我有两个表 users 和 requests 。 用户表包含以下列:id,username,password和town。我可以成功地在users中插入数据。 requests表包含:id,user_id,product_name,proposed_price和request_description,其中user_id是引用的外键来自id表的users。问题是在requests表中插入数据失败,其中user_id作为外键。我收到一个错误:
未定义变量:user_id和mysqli_stmt :: bind_param():变量数与预备语句中的参数数量不匹配:$ qry-> bind_param(“i”,$ user_id);
此功能应该用于插入:
public function User_request ($product_name, $proposed_price, $request_description) {
$qry = $this->conn->prepare("SELECT id FROM users WHERE id = '$user_id' ");
$qry->bind_param("i", $id);
$result= $qry->execute();
$user_id = $qry->num_rows();
$qry->close();
if($user_id > 0){
$stmt = $this->conn->prepare("INSERT INTO requests (user_id, product_name, proposed_price, request_description) VALUES(?, ?, ?, ?)");
$stmt->bind_param("sss",$user_id, $product_name, $proposed_price, $request_description);
$result = $stmt->execute();
$stmt->close();
// check for successful store
if ($result) {
$stmt = $this->conn->prepare("SELECT * FROM requests WHERE request_description = ?");
$stmt->bind_param("s", $request_description);
$stmt->execute();
$user = $stmt->get_result()->fetch_assoc();
$stmt->close();
return $user;
} else {
return false;
}
}
}
以下代码调用函数:
<?php
include './DbHandler.php';
$db = new DBHandler();
// json response array
$response = array("error" => FALSE);
if ( isset($_POST['product_name']) && isset($_POST['proposed_price']) && isset($_POST['request_description']) ) {
// receiving the post params
$product_name = $_POST['product_name'];
$proposed_price =$_POST['proposed_price'];
$request_description =$_POST['request_description'];
// create a new request
$user = $db-User_request($product_name, $proposed_price, $request_description);
if ($user) {
// user stored successfully
$response["error"] = FALSE;
$response["user"]["username"] = $user["username"];
$response["user"]["proposed_price"] = $user["proposed_price"];
$response["user"]["request_description"] = $user["request_description"];
echo json_encode($response);
} else {
// user failed to store
$response["error"] = TRUE;
$response["error_msg"] = "oops error occured!";
echo json_encode($response);
}
}
else {
$response["error"] = TRUE;
$response["error_msg"] = "Required parameters are missing!";
echo json_encode($response);
}
?>
答案 0 :(得分:1)
相应地重写User_request()函数:
public function User_request ($product_name, $proposed_price, $request_description) {
$qry = $this->conn->prepare("SELECT id FROM users WHERE id = ? ");
$qry->bind_param("i", $user_id);
$result= $qry->execute();
$user_id = $qry->num_rows();
$qry->close();
if($user_id > 0){
$stmt = $this->conn->prepare("INSERT INTO requests (user_id, product_name, proposed_price, request_description) VALUES(?, ?, ?, ?)");
$stmt->bind_param("isss", $user_id, $product_name, $proposed_price, $request_description);
$result = $stmt->execute();
$stmt->close();
// check for successful store
if ($result) {
$stmt = $this->conn->prepare("SELECT * FROM requests WHERE request_description = ?");
$stmt->bind_param("s", $request_description);
$stmt->execute();
$user = $stmt->get_result()->fetch_assoc();
$stmt->close();
return $user;
} else {
return false;
}
}
}
注意:
您应该在准备语句中使用占位符?:$this->conn->prepare("SELECT id FROM users WHERE id = '$user_id' ");代替'$user_id',因为您有{{1} }}。

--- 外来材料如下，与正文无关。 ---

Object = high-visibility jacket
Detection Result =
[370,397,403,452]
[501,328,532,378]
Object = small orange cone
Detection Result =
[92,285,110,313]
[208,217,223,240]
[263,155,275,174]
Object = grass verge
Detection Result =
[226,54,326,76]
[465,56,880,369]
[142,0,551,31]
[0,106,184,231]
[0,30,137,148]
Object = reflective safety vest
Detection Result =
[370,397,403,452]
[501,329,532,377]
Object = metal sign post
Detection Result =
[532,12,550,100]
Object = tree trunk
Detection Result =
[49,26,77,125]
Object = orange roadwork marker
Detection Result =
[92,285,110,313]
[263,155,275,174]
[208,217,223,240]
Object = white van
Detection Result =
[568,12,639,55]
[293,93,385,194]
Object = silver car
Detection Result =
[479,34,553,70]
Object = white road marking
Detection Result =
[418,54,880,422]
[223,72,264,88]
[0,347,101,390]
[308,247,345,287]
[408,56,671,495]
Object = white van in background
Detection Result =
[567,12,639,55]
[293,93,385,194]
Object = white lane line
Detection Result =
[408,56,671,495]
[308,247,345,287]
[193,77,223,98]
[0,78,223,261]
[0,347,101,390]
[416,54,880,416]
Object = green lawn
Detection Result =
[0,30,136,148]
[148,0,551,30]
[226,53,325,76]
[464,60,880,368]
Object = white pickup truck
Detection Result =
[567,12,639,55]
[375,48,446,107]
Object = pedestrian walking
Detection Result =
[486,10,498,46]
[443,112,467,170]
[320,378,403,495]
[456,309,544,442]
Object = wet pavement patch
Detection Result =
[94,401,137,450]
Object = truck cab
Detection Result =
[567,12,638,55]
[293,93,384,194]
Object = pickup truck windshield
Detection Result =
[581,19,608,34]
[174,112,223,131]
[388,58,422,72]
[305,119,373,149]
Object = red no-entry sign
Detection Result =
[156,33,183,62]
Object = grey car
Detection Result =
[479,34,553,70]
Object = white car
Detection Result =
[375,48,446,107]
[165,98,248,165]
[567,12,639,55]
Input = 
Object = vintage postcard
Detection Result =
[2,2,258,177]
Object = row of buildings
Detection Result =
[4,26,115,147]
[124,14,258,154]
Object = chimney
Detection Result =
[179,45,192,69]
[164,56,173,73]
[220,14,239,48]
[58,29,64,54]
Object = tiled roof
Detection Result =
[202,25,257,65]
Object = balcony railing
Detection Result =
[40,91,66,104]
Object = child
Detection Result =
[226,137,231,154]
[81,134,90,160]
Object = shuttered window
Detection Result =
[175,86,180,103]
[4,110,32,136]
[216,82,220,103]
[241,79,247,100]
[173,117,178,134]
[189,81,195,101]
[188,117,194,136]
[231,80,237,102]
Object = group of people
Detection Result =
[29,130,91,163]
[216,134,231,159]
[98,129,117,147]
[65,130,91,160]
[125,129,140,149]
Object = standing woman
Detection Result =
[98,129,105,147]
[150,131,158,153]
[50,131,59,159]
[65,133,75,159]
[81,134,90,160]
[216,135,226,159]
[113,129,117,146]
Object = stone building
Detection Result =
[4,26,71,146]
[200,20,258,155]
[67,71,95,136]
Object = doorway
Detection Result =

$qry->bind_param("i", $user_id)中的类似错误,将$stmt->bind_param("sss",$user_id, $product_name, $proposed_price, $request_description);替换为"sss"。
答案 1 :(得分:0)
您正在寻找&#39; $ user_id&#39;的字符串文字。这里。
$qry = $this->conn->prepare("SELECT id FROM users WHERE id = '$user_id' ");
这可能不是你想要的。您还使用了在查询中找不到的命名占位符。我建议查看PDO文档。